Bin Packing — EC2 Placement and Instance Scheduling
Bin packing is an NP-hard optimization problem where items of varying sizes must be packed into a finite number of bins with fixed capacity, minimizing wasted space. The AWS hypervisor layer solves a variant of bin packing when placing EC2 instances onto physical hosts. Each Nitro-based physical server has a fixed amount of CPU, memory, and network bandwidth, and incoming instance requests (the “items”) must be packed onto hosts (the “bins”) to maximize utilization while respecting isolation guarantees. The scheduler uses heuristics like first-fit-decreasing (sort instances by resource demand, then place each on the first host with sufficient capacity) to achieve near-optimal packing. This is why launching a very large instance type (like p5.48xlarge) may occasionally fail with an InsufficientInstanceCapacity error — the bin packing solver cannot find a host with enough contiguous resources, even though aggregate capacity exists across fragmented hosts.
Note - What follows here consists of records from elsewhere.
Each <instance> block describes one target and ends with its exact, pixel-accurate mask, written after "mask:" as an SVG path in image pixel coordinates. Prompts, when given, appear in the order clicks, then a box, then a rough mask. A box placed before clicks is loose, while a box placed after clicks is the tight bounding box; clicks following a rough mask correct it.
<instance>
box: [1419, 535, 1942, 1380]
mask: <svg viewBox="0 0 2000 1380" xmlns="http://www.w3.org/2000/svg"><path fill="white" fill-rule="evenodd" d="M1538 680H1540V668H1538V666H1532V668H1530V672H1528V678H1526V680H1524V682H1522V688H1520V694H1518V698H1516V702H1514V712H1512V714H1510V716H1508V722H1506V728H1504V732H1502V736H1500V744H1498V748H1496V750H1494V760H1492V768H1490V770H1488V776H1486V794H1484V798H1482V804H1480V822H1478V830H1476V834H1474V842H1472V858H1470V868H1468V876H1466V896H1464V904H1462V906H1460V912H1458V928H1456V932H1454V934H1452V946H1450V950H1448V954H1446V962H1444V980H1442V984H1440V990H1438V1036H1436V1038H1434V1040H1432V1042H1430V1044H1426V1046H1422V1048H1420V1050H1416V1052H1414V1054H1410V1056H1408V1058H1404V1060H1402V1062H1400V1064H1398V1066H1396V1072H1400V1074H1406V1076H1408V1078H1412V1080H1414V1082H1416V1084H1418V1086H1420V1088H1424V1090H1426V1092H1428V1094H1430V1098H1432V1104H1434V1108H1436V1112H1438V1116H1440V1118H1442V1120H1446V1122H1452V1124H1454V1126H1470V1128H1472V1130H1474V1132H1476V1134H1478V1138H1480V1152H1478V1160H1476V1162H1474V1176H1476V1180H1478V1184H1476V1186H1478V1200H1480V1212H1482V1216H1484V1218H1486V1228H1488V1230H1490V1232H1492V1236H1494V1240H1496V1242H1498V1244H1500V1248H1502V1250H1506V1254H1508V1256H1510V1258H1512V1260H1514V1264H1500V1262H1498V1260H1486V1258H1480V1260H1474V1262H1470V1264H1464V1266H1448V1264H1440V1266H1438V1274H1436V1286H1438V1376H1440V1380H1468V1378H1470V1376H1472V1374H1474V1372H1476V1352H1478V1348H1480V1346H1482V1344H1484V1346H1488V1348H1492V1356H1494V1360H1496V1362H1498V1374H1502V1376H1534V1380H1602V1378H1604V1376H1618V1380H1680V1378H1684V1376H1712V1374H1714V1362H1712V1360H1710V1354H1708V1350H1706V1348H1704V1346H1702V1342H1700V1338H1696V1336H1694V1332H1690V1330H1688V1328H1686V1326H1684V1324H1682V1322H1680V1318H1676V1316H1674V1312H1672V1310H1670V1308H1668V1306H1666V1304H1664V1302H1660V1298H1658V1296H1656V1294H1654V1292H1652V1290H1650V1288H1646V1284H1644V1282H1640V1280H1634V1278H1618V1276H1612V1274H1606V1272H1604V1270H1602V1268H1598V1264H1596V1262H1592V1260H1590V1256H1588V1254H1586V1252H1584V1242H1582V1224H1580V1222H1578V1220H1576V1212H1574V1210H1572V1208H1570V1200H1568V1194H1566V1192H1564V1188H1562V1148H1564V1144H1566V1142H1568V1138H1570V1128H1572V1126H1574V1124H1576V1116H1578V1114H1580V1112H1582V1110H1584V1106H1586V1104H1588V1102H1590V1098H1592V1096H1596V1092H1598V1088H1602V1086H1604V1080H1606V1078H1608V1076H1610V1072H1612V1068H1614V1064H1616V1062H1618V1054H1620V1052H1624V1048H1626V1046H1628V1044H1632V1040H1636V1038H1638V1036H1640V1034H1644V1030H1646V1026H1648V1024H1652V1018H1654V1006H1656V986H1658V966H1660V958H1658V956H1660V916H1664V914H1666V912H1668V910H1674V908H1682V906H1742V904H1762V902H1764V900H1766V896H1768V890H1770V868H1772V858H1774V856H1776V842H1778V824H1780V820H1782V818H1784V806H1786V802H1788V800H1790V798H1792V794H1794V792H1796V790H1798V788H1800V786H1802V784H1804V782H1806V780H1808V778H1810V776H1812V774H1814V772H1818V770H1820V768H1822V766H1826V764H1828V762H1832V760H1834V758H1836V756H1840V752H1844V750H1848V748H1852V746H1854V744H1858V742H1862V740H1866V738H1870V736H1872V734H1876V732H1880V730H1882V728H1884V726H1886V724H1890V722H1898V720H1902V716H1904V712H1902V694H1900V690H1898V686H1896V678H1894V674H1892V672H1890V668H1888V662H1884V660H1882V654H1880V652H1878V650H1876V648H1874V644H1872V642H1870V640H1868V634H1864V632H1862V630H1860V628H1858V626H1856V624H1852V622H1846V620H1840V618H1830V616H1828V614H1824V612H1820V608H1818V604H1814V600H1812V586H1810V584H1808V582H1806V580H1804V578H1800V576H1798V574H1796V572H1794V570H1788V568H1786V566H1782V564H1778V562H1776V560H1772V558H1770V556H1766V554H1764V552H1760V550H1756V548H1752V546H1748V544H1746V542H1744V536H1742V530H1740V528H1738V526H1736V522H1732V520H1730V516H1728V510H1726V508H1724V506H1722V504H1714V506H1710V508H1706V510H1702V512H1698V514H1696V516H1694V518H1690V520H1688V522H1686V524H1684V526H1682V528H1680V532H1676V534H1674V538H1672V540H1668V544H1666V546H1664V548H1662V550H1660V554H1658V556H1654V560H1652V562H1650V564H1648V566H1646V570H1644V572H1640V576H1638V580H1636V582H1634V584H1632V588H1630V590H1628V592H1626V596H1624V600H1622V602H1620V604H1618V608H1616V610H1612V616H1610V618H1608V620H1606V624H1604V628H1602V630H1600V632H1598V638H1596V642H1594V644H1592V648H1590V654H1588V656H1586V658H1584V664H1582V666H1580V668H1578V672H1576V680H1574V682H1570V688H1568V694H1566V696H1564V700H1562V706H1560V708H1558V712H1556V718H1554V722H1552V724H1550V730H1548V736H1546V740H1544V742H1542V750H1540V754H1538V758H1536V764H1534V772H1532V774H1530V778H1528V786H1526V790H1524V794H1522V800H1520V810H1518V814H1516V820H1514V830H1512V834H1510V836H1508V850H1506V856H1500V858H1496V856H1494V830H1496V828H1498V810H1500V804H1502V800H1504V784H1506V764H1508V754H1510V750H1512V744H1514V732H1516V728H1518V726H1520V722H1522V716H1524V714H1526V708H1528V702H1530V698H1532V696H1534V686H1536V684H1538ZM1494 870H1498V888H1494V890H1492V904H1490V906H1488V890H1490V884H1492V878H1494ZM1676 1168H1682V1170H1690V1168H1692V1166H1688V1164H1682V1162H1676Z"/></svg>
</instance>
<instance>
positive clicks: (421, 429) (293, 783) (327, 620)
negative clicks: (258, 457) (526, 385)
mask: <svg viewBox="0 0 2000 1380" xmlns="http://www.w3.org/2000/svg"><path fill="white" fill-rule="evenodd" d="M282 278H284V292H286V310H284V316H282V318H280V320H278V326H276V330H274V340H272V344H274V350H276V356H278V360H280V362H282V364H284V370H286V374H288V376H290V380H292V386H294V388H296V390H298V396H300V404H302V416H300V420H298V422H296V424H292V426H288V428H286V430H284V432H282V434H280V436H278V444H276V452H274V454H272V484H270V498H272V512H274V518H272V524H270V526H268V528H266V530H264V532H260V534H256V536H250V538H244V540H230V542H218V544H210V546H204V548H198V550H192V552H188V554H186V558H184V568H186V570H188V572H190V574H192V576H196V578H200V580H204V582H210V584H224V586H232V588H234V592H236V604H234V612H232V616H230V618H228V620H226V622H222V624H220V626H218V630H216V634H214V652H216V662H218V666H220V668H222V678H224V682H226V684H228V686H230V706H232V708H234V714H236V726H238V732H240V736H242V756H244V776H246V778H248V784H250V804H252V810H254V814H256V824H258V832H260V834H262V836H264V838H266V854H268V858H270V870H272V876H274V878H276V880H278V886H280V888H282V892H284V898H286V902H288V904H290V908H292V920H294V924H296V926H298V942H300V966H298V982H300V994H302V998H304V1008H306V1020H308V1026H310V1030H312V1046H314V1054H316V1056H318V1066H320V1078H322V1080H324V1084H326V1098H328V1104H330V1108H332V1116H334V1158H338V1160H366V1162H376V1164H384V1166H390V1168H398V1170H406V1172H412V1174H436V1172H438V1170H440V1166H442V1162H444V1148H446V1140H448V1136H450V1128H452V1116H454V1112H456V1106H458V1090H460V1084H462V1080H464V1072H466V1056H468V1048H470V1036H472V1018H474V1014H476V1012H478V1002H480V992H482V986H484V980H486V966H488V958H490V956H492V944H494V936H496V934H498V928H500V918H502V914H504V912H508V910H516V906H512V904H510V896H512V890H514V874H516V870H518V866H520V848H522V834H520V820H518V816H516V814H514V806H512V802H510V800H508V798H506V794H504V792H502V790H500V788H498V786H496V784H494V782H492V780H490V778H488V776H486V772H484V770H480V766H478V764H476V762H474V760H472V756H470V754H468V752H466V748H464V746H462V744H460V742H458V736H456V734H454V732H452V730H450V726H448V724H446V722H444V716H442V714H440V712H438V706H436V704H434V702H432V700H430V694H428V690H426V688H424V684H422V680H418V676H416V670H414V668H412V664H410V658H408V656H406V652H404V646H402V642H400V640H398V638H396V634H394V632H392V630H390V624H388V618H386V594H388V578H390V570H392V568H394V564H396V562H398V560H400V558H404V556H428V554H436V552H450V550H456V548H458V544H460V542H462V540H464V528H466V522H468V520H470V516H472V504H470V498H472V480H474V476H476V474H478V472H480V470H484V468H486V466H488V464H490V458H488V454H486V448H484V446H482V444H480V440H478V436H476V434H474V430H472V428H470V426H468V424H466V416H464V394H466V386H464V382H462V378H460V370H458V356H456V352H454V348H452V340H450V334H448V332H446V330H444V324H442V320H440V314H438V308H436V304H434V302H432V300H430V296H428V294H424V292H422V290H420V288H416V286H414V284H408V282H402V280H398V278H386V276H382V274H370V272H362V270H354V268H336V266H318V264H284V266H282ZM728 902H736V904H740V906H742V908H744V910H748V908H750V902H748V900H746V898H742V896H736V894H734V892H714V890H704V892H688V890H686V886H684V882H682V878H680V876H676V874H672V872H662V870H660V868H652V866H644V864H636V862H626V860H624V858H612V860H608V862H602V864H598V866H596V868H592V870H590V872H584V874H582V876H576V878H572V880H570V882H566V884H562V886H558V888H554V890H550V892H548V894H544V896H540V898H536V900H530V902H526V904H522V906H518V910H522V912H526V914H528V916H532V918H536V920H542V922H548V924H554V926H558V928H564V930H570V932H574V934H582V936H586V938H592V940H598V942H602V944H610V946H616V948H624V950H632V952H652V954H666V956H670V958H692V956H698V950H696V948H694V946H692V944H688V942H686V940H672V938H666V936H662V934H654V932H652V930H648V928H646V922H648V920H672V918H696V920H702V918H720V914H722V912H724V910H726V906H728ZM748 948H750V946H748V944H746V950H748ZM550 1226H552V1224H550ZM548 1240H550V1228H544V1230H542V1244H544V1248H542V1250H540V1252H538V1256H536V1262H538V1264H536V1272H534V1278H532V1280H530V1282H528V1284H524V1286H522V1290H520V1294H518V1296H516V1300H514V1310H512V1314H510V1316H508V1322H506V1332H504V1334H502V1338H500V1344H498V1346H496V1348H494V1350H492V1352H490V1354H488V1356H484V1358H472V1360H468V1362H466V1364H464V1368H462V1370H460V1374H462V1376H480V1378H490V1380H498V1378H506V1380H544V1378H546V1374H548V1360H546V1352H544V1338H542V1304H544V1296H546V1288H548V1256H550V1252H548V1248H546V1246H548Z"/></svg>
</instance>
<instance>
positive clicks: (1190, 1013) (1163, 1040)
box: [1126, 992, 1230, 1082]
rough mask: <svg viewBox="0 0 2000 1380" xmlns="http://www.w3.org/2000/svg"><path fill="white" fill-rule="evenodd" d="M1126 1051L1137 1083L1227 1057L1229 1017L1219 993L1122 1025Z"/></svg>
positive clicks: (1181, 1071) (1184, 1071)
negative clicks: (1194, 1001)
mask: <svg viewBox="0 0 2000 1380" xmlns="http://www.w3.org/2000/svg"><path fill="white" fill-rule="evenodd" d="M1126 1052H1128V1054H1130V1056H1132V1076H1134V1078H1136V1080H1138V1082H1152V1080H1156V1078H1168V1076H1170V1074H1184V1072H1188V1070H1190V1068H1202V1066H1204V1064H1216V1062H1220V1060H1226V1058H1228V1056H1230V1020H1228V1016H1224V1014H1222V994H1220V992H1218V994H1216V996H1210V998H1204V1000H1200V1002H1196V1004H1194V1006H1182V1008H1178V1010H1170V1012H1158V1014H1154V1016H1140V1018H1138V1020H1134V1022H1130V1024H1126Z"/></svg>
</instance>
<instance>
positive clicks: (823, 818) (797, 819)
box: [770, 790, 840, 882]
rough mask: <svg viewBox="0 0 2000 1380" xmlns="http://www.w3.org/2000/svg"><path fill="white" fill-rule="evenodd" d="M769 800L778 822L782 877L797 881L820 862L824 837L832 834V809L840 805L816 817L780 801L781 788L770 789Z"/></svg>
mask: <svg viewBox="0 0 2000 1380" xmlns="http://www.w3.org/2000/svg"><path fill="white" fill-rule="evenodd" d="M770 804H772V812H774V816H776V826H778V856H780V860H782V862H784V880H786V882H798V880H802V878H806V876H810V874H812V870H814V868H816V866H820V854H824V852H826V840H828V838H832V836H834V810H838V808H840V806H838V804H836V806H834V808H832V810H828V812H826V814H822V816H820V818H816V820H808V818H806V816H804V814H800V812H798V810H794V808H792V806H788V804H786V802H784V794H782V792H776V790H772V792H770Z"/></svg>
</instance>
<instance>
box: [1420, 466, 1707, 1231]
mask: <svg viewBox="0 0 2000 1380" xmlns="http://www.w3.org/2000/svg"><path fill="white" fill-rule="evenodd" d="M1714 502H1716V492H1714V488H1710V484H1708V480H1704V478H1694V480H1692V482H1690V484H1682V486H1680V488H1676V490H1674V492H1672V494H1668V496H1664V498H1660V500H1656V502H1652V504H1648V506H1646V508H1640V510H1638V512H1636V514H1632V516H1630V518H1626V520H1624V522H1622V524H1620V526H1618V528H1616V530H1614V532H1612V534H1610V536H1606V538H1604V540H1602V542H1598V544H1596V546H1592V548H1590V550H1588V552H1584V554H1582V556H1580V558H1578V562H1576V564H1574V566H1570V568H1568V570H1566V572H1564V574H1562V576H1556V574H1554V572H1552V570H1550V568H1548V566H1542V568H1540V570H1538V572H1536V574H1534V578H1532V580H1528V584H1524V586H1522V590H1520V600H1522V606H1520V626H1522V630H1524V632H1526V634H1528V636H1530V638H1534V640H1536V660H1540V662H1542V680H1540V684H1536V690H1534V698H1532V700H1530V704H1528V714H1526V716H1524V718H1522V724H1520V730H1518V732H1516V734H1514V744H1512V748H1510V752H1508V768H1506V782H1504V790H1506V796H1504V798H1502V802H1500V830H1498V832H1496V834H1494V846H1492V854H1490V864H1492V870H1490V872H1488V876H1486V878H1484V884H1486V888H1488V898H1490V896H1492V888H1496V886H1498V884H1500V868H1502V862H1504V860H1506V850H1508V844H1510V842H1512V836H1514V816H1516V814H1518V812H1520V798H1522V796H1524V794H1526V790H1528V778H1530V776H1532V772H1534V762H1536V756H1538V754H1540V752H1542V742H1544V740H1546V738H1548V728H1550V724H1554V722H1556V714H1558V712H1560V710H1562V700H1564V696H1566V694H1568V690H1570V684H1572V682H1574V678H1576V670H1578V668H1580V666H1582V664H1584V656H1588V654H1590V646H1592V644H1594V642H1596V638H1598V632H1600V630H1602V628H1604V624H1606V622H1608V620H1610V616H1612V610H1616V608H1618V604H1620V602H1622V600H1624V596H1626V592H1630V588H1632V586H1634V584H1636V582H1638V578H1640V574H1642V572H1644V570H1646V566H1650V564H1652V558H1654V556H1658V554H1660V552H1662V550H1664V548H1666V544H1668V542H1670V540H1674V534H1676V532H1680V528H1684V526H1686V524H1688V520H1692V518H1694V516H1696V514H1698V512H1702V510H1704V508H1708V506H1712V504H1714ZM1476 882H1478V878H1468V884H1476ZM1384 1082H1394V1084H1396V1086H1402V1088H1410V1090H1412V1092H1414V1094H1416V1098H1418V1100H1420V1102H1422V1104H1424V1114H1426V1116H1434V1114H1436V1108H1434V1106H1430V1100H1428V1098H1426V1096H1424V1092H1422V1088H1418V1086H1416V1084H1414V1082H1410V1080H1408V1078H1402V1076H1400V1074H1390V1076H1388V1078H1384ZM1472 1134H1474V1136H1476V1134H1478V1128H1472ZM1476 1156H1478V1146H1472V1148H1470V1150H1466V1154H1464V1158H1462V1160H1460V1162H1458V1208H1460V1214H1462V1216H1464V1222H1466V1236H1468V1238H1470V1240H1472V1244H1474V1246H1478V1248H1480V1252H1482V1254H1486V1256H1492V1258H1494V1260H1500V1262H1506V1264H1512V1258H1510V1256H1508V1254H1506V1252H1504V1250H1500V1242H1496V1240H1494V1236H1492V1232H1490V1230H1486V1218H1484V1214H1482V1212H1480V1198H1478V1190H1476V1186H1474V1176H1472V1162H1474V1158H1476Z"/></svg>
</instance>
Round-Robin Scheduling — CPU Credit Model for Burstable Instances
Round-robin is a scheduling algorithm that assigns equal time slices to each process in a circular queue, ensuring fair CPU sharing. The T-family burstable instance credit model is a direct application of CPU scheduling theory: each vCPU earns credits at a fixed rate (analogous to a token bucket), and the instance is allowed to burst above its baseline only while tokens remain. Under the hood, the Nitro hypervisor implements a variant of weighted fair queuing where burstable instances receive a guaranteed baseline share (e.g., 20% for t3.medium) and can borrow additional cycles up to their credit balance. When credits are exhausted in standard mode, the scheduler enforces the baseline by throttling the instance back to its guaranteed time slice — exactly like a round-robin scheduler with a strict quantum. Understanding this as a scheduling problem explains why sustained workloads above baseline are better served by M/C families: they receive a full, unthrottled time quantum without the credit overhead.